You can see the paint flaking off, and the original enamel finish underneath it.
In addition, years of being wet caused some of the grout on the edge of the sink to fail, loosening some of the tiles.
We started the project by removing as much old caulk and grout from around the edge of the sink. A utility knife and a window scraper (straight razor blade) worked well for this job.
Next, we pulled out the (old, disgusting, loose) faucet. We considered replacing it, but couldn't find any faucets that would look nice in a 50's farmhouse kitchen, AND didn't cost an arm and a leg, so we just cleaned this one and replaced it.
Next, we used Orange paint stripper to remove all the paint on the sink. You can see here how it made the paint loosen and bubble up.
We chose this stripper because it's fairly mild, and we didn't want to damage the underlying enamel any more than it had already been damaged. We tested a small section to be sure it wouldn't stain or damage the enamel first, and then went to town. (P.S. wear gloves when you use this stuff. It's not as toxic as some but it's not something you want to get on your skin.)
After scraping off all the paint and orange goo,we wiped everything down with odorless mineral spirits (again, wear gloves!) and began reassembling things.

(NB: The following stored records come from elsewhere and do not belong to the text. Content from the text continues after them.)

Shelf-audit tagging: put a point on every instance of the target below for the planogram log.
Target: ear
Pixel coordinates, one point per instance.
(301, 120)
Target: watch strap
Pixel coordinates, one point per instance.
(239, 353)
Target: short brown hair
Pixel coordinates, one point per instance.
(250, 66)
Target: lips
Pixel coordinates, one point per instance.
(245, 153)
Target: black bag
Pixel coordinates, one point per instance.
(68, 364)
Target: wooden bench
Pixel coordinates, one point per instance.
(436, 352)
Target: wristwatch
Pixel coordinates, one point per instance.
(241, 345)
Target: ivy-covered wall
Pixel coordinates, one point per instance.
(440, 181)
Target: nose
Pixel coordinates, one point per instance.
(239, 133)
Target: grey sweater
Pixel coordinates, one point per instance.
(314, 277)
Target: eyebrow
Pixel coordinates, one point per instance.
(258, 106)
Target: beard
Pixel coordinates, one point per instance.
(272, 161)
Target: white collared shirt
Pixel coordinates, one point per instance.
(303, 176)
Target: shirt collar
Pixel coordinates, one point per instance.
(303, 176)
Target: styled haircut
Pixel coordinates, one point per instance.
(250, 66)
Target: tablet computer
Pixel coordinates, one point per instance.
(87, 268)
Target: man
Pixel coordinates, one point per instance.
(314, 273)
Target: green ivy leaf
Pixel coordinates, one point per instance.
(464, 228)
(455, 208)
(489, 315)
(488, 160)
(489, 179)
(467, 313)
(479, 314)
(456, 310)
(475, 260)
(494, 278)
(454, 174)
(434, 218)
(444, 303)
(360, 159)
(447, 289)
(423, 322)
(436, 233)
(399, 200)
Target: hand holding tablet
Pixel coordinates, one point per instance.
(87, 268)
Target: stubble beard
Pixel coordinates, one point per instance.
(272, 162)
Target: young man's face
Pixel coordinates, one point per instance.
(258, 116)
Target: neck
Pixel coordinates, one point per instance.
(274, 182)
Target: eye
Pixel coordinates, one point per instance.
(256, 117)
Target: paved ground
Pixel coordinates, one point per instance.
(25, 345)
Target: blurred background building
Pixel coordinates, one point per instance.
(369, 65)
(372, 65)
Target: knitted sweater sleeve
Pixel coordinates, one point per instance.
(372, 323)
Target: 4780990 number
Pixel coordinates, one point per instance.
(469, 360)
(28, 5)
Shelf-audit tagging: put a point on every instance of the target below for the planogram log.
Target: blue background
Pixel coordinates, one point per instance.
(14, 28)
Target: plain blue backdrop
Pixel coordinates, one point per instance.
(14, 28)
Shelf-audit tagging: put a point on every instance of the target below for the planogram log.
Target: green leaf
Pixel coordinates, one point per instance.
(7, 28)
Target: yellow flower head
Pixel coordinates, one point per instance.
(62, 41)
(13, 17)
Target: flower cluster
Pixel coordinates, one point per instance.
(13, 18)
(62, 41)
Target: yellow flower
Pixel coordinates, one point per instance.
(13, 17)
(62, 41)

We used an adhesive caulk to stick the tiles back in place.
We caulked the rest of the sink with a tub and tile caulk. Hubby applies the caulking; my job is to go behind with the "magic caulk finger" and make everything neat. I advise using gloves and lots of water and paper towels.
After the caulk had dried for about two hours, we reinstalled the faucet. Then we went over any grout lines on the tiles with a sanded caulk - it looks like grout but works like caulking. A lot of the grout really needs to be replaced entirely because it's gotten flaky and "rotten", but without scraping it all out (and risk damaging the tiles), using the sanded caulk was the best we could do.
Ta-dah! The "new" kitchen sink! I still need to clean the grout on the backsplash and scrub some stains on the old enamel, but it looks about a million times better!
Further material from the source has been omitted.